Date of the Pentateuch

  • before Moses’ death in 1405 BC
  • after book of Job (written by Elihu, Eliphaz, or Job himself in 2000 BC)
    • some argue Israelites were not literate until 8th century BC
    • writings on walls of Egyptian Turquoise Mines by slaves in 1900 BC.

Genre of Genesis

  • Primarily prose narrative
  • Genesis 1 is not poetry
    • Lacks parallelism
    • Not the grammar of Hebrew poetry
      • Poetry does not commonly use of Hebrew definite article.
      • Poetry has limited use of relative pronoun “which.”
      • Poetry has limited use of sequential verb forms
      • Hebrew word Wayyiqtol relatively infrequent in poetry.
      • accusative marker relatively infrequent in poetry.
    • No metaphors
    • No imagery except in Genesis 1:2
  • We believe and assume the divine inspiration and the inerrancy of Scripture
    • We believe that Genesis 1-11 is history, not myth.
    • We believe Genesis 12-50 is history, not legend.

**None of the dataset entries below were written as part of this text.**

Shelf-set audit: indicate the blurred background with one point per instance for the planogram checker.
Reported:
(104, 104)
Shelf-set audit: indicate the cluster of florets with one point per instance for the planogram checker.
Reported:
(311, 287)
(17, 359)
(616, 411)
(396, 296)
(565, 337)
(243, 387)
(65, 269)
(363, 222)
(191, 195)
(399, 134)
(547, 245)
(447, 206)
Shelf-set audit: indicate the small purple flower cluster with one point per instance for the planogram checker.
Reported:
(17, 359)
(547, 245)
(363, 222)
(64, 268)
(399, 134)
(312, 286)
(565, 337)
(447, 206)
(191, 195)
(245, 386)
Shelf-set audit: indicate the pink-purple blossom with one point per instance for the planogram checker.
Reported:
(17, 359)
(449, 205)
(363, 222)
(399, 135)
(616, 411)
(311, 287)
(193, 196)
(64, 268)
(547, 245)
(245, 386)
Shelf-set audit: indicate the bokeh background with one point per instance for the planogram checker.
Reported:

Ancient Near East Worldview vs. Hebrew worldview

  • polytheism vs monotheism
  • Physical images vs iconoclasm
  • Eternal matter vs eternal spirit
  • Low view of god vs high view of god
  • Low view of humanity vs high view of humanityœ
  • Everlasting conflict between good and evil vs no conflict
  • No uniform standard of ethics vs one standard of ethics

Geography of Genesis

  • 1-3: Eden
  • 4-6: East of Eden
  • 7-9: Ark and Mountains of Ararat
  • 10-11: Babel and Babylon
  • 12-36: Ur and Canaan
  • 37-50: Egypt

Structure of Genesis

  • Introduction with creation of mankind (1:1 to 2:3)
  • 11 Toledot sections

Outline of Genesis

  • Genesis 1-11: Primeval history
    • Creation (Genesis 1-2)
    • Fall (Genesis 3-5)
    • Flood (Genesis 6-9)
    • Babel (Genesis 10-11)
  • Genesis 12:50: Patriarchal history
    • Narrative of Abraham (Genesis 12-24)
    • Narrative of Abraham’s descendants (Genesis 25-36)
    • Narrative of Jacob’s descendants (Genesis 37-50)

Creation

Genesis 1:1

  • Biblical Christianity vs atheism, naturalism, humanism
  • Beginning
    • There was the beginning. Time has a beginning.
    • History has a beginning point. History and time is linear.
    • Myth of eternal recurrence (Ancient Greek philosophy)
      • cyclical view of time
      • “the sun sets, and the sun also rises.”
      • No purposeful beginning or end point in history
      • All is vanity. All is meaningless.
    • There was a time when the universe did not exist.
    • Question: How did the universe get started? What was its origin?
    • Contrast between creaturely existence and its author
    • There was a time when nothing existed, but there was not a time when no one existed.
  • God
    • There is no argument for the existence of God.
    • There is the simple bold assertion of the existence of God.
    • There is the necessity of something that preceded the universe that is self existence.
    • “ultimate reality”
  • Created
    • God does the fantastic work of creation.
    • Man has a mediated creativity using medium that is already in existence.
    • God created without the existence of a medium.
    • ex nihilo
    • The active power that God alone possess, creating something out of the nothing.

Genesis 1:2

  • Barrick - disjunctive clause that is parenthetical
  • static stative perfect verb (to be - Hebrew verb hyh)
  • without form (formlessness)
    • chaos
  • void (emptyness)
    • imagine not just an empty house but an empty universe
  • darkness
    • pure negative term (absence of light)

Genesis 1:3ff

  • active imperfect verb (becoming - Hebrew verb hyh)
  • The voice of God speaks for the first time, “Let there be light.”
    • Literally, “Let light come to be.”
  • Mode of creation: Divine Fiat (divine command, divine imperative)
    • God’s transcendent majestic holy command
    • God speaks into the void: “Let there be…”
      • Jesus called out to Lazarus saying, “Lazarus, come forth.”
      • Jesus calmed the storm saying, “Peace, be still.”
  • God is the author of creation, and He has authority.